1.) Corelli — Christmas Concerto (Pastorale)
2.) Tchaikovsky — Waltz of the Snowflakes (The Nutcracker)
3.) Caroline Shaw — In manus tuas
4.) Joe Hisaishi — Merry-Go-Round of Life
5.) Lauridsen — O Magnum Mysterium
6.) “Carol of the Bells” — Ukrainian Carol
7.) Ola Gjeilo — Northern Lights
8.) Pentatonix — That’s Christmas to Me
9.) John Lennon — Happy Xmas (War Is Over)
10.) Sara Bareilles & Ingrid Michaelson — Winter Song
11.) Judy Garland — Have Yourself a Merry Little Christmas
12.) Nat King Cole — The Christmas Song
13.) John Williams — Somewhere in My Memory

A Message from the Maestro

Every December, I find myself returning to the same question: What does this season really sound like? Not the season in a commercial sense, but the feeling of it. The quiet moments. The long memories. The familiar melodies that make our hearts slow down just a little. As we prepared for our JCSO holiday concert this year, I knew I wanted to create a playlist that did more than gather “holiday hits.” I wanted music that captured the spirit of our season theme— IMAGINE: What Can We Be Together?— and the deeper meaning behind our December concert, which is about respecting the legacies we inherited and dreaming about the legacies we will leave behind.

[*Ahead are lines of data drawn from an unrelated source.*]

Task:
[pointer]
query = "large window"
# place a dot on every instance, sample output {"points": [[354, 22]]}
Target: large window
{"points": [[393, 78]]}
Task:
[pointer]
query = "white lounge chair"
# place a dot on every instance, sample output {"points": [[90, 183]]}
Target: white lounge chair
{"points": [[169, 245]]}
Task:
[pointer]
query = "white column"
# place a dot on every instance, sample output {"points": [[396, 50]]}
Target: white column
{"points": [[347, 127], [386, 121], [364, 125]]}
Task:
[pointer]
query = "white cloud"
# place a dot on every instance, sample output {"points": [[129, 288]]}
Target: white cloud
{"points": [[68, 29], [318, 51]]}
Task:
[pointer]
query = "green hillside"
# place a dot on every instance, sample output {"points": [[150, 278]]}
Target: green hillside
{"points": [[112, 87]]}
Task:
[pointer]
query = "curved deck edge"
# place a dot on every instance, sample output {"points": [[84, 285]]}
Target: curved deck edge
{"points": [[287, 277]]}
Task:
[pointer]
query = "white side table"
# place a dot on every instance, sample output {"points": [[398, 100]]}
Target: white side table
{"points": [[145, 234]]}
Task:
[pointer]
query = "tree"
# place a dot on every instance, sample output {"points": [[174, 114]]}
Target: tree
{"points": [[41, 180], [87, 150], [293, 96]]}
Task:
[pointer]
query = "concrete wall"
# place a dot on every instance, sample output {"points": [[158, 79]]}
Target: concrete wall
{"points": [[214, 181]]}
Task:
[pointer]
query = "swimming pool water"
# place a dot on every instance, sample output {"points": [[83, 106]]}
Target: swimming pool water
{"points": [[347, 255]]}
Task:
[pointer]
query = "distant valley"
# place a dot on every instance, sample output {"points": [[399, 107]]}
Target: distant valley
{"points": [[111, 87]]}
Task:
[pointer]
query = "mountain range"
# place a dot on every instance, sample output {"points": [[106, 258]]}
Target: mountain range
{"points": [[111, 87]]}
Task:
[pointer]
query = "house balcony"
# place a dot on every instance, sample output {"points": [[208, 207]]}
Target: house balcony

This playlist is not just a list of songs I like. It’s a small map of who we are as people, as families, as a community — and as an orchestra standing at the beginning of a new journey. When I hear Corelli’s Pastorale or the shimmering Waltz of the Snowflakes, I hear the roots of tradition. These are the sounds my earliest teachers handed to me: the “this is where we come from” of orchestral music. There’s a warmth to them, even a gentleness — like the glow of candlelight in a church you’ve known your whole life. Caroline Shaw and Joe Hisaishi live in a different emotional universe. Shaw gives us stillness. Hisaishi gives us imagination, family, memory, and a sense of magic. These are the modern traditions we’re already passing to new generations without even realizing it.

Our choral selections — Lauridsen, Gjeilo, and the Ukrainian Carol — speak to the communal side of the season. They remind me that music is one of the oldest ways a community breathes together. One phrase, one shared breath, and suddenly you’re not alone. Then there’s Pentatonix, Lennon, Bareilles — songs that aren’t classical, but absolutely essential. They remind me that holidays are not only festive but deeply human. They hold joy, longing, grief, nostalgia, hope — sometimes all at the same time. They reflect the world we live in now, the emotions our audiences carry with them into the concert hall. And of course, there are the classics that feel like they belong in every living room in America: Judy Garland and Nat King Cole. These are the songs that make people smile before the first note even finishes. They’re not just melodies — they’re memories.

Finally, there is John Williams’ “Somewhere in My Memory.” This one is personal. It’s part of my own childhood — one of the earliest pieces that made me understand music is a time machine. It carries us backward and forward at the same time. It reminds me how the holidays are often less about the present moment and more about the people we carry with us… even those who are no longer here.

That is what I want this year’s JCSO holiday concert to express: We honor where we came from. We cherish what we carry.And we imagine where we’re going next, together.

This season is not really about decorations or traditions or even songs. It’s about the people who sit beside us. The communities we build. The stories we’re continuing. The futures we dare to envision. And so, from my mind to yours — from my memories to the ones you hold most closely — I hope this playlist brings a spark of warmth, nostalgia, and imagination into your December.